Background
Experimental and clinical evidence has pinpointed a critical role for matrix metalloproteinase-2 (MMP-2) in ischemic ventricular remodeling and systolic heart failure. Prior studies have demonstrated that transgenic expression of the full-length, 68 kDa, secreted form of MMP-2 induces severe systolic failure. These mice also had unexpected and severe mitochondrial structural abnormalities and dysfunction. We hypothesized that an additional intracellular isoform of MMP-2, which affects mitochondrial function is induced under conditions of systolic failure-associated oxidative stress.Methodology and principal findings
Western blots of cardiac mitochondria from the full length MMP-2 transgenics, ageing mice and a model of accelerated atherogenesis revealed a smaller 65 kDa MMP-2 isoform. Cultured cardiomyoblasts subjected to transient oxidative stress generated the 65 kDa MMP-2 isoform. The 65 kDa MMP-2 isoform was also induced by hypoxic culture of cardiomyoblasts.
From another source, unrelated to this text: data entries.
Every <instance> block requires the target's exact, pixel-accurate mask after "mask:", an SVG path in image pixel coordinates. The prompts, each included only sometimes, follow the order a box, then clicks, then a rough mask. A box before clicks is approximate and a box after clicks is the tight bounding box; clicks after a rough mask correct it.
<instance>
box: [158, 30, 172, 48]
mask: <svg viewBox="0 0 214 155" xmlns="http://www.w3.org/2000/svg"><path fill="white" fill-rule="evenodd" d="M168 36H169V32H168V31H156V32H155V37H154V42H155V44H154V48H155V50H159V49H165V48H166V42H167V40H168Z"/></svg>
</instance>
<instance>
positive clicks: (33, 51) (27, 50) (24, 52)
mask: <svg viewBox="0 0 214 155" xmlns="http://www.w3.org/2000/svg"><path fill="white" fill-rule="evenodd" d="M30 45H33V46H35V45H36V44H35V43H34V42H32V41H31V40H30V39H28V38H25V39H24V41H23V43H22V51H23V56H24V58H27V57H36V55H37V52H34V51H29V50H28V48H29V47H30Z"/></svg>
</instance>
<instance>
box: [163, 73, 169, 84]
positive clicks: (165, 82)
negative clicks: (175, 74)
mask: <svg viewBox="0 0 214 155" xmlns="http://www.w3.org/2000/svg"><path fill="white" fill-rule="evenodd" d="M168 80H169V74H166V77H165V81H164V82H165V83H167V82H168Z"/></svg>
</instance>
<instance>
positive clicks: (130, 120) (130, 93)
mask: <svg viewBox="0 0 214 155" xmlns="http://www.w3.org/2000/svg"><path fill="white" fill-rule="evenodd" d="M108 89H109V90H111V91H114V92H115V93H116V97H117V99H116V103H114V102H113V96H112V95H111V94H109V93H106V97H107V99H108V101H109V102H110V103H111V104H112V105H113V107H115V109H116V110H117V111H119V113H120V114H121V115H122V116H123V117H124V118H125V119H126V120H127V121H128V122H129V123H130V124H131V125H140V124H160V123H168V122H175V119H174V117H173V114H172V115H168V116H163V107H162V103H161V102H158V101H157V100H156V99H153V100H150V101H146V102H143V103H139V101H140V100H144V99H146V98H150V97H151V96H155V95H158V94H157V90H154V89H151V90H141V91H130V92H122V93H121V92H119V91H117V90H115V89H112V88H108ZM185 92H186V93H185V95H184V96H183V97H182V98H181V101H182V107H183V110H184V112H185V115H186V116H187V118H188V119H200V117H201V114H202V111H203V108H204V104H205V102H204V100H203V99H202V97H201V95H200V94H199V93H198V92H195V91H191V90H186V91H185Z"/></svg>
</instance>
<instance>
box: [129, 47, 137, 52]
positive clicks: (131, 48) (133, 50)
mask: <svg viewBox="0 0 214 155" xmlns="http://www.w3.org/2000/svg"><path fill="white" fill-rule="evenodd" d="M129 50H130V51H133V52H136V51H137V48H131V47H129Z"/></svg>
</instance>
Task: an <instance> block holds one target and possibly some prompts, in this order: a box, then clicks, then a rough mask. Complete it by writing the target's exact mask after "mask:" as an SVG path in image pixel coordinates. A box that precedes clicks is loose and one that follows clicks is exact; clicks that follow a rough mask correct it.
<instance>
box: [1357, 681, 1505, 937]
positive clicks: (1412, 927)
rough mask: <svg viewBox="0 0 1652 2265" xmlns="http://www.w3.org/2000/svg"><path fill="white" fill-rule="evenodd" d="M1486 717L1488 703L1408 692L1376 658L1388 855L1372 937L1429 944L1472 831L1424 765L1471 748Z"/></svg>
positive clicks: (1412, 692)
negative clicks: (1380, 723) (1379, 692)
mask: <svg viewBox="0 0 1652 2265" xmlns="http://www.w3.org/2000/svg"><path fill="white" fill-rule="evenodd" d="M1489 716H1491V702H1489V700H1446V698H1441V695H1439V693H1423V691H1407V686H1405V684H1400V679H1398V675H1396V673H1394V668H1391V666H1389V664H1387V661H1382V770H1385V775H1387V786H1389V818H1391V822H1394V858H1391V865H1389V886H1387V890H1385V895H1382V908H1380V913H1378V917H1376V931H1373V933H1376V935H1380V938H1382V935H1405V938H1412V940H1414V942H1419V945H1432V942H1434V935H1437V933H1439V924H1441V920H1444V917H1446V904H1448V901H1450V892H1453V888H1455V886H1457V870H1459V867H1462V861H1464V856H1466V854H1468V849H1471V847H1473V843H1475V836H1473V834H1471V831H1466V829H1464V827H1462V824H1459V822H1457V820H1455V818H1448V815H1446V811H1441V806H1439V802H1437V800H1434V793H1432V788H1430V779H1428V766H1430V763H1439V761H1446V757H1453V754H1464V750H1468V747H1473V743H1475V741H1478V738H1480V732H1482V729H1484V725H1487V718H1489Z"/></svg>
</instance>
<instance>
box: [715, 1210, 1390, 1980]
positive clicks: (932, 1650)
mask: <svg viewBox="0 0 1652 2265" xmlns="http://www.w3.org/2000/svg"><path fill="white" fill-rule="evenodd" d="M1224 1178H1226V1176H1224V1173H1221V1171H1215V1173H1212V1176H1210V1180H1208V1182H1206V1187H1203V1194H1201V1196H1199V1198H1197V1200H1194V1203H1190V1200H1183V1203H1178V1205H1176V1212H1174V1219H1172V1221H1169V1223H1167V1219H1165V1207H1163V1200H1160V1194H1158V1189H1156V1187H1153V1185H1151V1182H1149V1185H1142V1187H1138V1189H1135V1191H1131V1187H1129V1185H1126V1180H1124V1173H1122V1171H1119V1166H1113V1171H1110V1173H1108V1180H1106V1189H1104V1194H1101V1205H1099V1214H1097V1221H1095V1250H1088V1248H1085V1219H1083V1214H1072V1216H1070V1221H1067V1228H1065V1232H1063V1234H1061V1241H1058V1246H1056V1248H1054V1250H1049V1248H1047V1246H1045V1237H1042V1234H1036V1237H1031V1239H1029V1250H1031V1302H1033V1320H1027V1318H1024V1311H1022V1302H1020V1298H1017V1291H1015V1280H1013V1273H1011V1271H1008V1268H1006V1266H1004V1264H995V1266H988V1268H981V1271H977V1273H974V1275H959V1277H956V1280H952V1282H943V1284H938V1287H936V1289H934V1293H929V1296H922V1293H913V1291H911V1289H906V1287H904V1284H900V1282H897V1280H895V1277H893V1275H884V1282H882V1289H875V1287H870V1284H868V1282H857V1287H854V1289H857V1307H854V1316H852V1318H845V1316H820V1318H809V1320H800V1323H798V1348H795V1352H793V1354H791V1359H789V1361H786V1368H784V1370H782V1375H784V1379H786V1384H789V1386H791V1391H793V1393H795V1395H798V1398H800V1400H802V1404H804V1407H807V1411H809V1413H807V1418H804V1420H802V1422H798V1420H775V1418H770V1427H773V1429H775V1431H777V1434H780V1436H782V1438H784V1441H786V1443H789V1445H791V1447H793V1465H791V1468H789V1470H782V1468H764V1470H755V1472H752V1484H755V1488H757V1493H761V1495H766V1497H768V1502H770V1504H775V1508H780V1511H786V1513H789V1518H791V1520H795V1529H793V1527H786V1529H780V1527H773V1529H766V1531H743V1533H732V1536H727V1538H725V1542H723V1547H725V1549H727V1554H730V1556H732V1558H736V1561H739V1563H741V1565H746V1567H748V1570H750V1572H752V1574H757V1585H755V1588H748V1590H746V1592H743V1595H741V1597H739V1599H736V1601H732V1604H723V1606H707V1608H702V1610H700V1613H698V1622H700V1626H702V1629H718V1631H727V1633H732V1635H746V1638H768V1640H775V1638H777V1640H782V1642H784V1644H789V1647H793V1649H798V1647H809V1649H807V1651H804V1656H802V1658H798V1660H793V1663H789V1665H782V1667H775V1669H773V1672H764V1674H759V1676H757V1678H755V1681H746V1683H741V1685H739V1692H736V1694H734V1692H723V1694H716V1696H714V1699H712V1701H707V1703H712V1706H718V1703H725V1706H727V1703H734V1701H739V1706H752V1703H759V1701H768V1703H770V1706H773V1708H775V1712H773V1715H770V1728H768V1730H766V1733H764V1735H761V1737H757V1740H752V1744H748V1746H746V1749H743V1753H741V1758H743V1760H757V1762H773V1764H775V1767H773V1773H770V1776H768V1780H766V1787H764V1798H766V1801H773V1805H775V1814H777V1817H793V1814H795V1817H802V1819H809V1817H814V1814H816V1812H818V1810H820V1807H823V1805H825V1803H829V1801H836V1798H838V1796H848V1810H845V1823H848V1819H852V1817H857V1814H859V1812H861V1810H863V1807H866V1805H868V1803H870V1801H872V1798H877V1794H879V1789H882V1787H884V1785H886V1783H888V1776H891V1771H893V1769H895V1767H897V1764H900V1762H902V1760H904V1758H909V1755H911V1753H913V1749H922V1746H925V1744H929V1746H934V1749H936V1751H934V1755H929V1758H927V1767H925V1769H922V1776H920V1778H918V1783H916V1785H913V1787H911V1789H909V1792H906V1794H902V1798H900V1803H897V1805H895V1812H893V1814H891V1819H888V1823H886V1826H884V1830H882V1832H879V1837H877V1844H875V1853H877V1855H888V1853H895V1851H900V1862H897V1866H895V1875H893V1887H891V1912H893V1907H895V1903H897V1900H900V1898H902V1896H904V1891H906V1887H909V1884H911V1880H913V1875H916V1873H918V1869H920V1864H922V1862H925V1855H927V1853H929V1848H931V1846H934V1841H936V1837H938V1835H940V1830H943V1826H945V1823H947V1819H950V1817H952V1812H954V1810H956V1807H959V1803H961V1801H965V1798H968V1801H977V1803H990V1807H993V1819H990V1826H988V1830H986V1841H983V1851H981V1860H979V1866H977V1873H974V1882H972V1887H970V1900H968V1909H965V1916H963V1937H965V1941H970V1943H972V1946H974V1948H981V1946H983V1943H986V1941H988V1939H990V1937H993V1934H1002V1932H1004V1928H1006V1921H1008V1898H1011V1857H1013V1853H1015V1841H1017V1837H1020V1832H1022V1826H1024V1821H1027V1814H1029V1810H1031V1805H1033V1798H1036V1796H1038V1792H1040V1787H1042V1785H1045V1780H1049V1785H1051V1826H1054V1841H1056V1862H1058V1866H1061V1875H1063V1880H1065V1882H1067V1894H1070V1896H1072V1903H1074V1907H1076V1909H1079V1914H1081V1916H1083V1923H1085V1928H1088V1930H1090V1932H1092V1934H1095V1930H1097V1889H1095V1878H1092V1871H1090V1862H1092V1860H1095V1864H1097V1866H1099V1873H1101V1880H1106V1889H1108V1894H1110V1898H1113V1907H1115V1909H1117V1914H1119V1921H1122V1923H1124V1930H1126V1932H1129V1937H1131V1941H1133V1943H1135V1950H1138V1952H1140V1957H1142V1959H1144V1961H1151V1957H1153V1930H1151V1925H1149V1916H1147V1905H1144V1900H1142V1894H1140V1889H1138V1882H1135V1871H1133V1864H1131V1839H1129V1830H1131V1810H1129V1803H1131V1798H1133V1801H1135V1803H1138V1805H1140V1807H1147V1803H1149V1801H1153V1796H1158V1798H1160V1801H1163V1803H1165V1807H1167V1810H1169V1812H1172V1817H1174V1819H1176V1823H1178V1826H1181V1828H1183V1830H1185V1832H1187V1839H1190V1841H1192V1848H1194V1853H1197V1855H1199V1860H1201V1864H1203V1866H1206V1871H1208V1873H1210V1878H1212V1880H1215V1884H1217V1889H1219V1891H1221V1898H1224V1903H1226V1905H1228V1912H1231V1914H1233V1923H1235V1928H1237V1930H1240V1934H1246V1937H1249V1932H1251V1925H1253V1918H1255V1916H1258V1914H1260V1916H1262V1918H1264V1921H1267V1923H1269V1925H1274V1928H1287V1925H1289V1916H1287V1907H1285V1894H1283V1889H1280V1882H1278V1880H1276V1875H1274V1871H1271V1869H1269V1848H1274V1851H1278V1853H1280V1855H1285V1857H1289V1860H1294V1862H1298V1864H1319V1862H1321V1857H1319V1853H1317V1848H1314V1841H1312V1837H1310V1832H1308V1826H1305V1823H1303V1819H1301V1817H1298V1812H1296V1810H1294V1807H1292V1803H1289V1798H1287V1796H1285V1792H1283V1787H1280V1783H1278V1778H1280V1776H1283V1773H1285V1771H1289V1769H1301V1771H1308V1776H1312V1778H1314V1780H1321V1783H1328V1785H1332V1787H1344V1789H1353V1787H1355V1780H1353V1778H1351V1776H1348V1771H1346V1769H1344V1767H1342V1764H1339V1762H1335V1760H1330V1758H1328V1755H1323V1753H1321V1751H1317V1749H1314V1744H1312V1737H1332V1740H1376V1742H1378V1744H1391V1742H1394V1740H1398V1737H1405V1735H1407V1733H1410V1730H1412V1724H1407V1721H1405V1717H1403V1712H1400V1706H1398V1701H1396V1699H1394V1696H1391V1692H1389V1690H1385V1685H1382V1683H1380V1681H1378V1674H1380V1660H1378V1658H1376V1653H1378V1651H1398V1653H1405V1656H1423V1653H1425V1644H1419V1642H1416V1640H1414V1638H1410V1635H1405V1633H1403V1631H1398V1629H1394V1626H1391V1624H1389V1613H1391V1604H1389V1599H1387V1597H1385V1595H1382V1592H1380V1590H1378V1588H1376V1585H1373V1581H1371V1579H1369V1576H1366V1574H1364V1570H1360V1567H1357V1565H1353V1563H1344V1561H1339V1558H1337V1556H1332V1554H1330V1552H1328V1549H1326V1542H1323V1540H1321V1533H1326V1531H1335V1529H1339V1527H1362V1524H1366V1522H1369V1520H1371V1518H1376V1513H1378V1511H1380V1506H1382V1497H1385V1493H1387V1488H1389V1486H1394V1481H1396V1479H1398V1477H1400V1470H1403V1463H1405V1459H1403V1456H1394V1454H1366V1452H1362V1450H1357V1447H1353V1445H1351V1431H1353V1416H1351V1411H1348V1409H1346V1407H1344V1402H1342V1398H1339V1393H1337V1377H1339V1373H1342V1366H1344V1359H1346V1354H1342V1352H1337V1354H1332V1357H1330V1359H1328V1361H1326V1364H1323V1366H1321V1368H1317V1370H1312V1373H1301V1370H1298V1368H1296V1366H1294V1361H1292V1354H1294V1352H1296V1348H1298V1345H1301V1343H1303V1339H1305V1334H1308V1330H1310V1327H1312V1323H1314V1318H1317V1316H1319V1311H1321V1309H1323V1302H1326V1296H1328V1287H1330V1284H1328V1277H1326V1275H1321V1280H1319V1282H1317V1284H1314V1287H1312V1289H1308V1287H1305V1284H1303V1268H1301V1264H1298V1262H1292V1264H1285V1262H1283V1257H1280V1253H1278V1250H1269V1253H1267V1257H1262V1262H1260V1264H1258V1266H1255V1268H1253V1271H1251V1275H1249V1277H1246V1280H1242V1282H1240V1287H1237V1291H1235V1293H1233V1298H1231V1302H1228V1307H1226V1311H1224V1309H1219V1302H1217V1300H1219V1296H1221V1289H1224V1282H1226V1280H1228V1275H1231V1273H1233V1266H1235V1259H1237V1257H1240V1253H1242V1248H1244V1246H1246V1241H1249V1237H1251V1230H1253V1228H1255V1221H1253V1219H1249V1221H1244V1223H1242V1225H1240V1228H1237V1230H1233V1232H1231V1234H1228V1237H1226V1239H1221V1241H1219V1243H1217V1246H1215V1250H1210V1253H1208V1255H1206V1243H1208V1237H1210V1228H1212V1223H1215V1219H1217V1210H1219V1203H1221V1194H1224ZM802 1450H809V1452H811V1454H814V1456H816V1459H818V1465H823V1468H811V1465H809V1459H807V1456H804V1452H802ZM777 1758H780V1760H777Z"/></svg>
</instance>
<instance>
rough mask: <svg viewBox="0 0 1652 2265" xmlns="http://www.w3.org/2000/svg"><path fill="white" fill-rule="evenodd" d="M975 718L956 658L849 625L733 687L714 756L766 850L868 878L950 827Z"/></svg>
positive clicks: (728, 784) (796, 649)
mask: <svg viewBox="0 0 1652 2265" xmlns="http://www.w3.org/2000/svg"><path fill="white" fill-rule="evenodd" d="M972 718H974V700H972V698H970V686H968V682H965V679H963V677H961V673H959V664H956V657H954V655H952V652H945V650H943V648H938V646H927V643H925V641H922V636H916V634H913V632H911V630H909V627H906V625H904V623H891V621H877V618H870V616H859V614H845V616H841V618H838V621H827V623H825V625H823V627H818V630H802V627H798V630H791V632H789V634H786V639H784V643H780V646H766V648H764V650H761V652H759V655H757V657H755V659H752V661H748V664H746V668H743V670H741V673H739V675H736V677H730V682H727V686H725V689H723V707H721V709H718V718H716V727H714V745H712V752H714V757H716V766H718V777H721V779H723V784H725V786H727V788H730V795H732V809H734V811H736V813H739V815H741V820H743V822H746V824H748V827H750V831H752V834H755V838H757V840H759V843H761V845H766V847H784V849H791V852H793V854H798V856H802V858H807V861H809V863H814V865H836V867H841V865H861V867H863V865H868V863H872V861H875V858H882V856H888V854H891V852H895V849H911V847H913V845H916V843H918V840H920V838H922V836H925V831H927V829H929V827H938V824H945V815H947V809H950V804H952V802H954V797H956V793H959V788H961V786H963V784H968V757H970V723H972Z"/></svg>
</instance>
Genomic database analysis of the MMP-2 gene mapped transcriptional start sites and RNA transcripts induced by hypoxia or epigenetic modifiers within the first intron of the MMP-2 gene. Translation of these transcripts yields a 65 kDa N-terminal truncated isoform beginning at M(77), thereby deleting the signal sequence and inhibitory prodomain. Cellular trafficking studies demonstrated that the 65 kDa MMP-2 isoform is not secreted and is present in cytosolic and mitochondrial fractions, while the full length 68 kDa isoform was found only in the extracellular space. Expression of the 65 kDa MMP-2 isoform induced mitochondrial-nuclear stress signaling with activation of the pro-inflammatory NF-κB, NFAT and IRF transcriptional pathways. By microarray, the 65 kDa MMP-2 induces an innate immunity transcriptome, including viral stress response genes, innate immunity transcription factor IRF7, chemokines and pro-apoptosis genes.Conclusion
A novel N-terminal truncated intracellular isoform of MMP-2 is induced by oxidative stress. This isoform initiates a primary innate immune response that may contribute to progressive cardiac dysfunction in the setting of ischemia and systolic failure.